Optimal Hospital Operational Strategies
Phase I
Strategies in phase I surround functional and operational design of the hospital to maximize bed utilization and develop an intake and output model that manages regulatory compliance. This phase is divided into four primary components.
Medical Necessity: This component is mandatory for accurate patient classification, compliance, billing, and denials management. Hospital entry points for medical necessity are as follows.
Emergency Department Admissions—divided into Inpatient or Observation status
Cath lab procedures—divided into inpatient or outpatient
Operating Room procedures—divided into Outpatient, 23 Hour extended Recovery (still outpatient) and Inpatient.
The main purpose of these classifications is related to acuity of illness utilizing InterQual guidelines as a basis for the initial classification. These classes have significance in determining a hospital’s level of compliance set forth by the government and also establish a level of organizational confidence in defense of medical necessity determinations for commercial insurers. Significant swings in percentage of patient classification can lead to profound changes in revenue predications and strategies surrounding hospital bed modeling.
The primary determination of level of care (medical necessity) is performed by physicians in conjunction with “Care Management.” Since determinations must be made at the time of admission to the hospital, care management plays a critical role in evaluating both the primary determination and ongoing determinations of medical necessity during a patient's hospitalization.

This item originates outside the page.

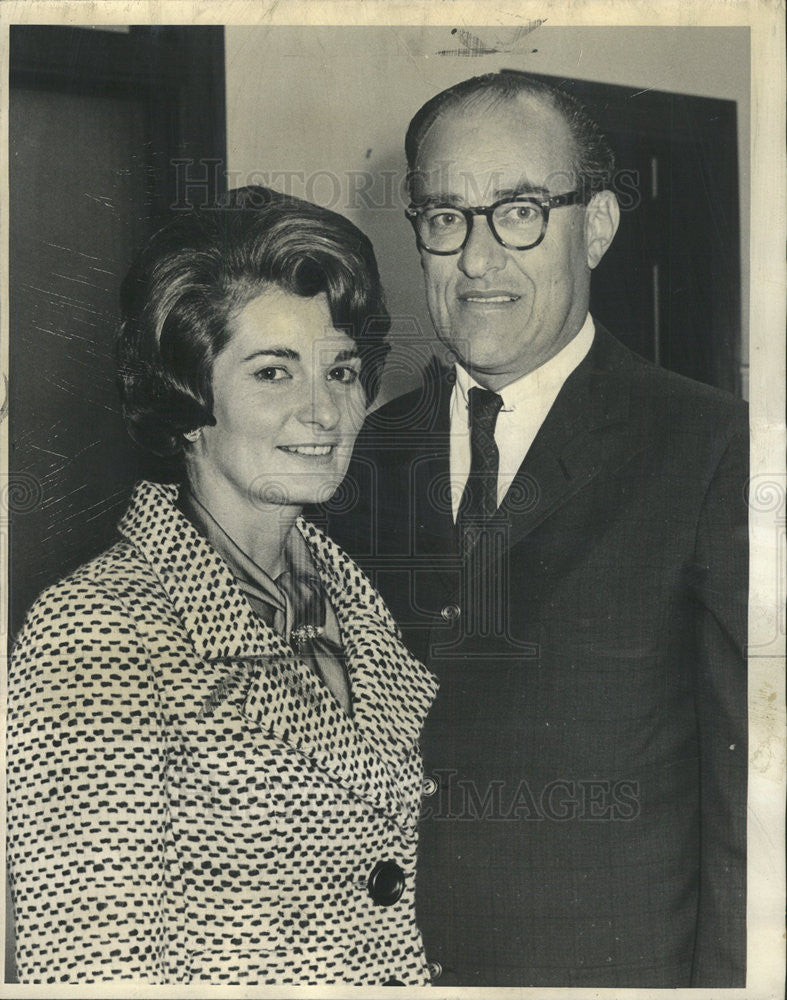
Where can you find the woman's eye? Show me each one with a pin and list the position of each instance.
(344, 374)
(272, 373)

Optimal design will be dependent on volume of cases and case mix, but strategies need to deploy care management in four primary locations or be linked to them to be effective.
Those locations are:
Emergency Department
Cath Lab
Post-Operative Care Area
Med/Surg Floors
The three primary entry points, and design elements, are for initial determination levels of medical necessity and the med/surg component is necessary for re-evaluation of patients when medical necessity reviews result in a change of patient classification.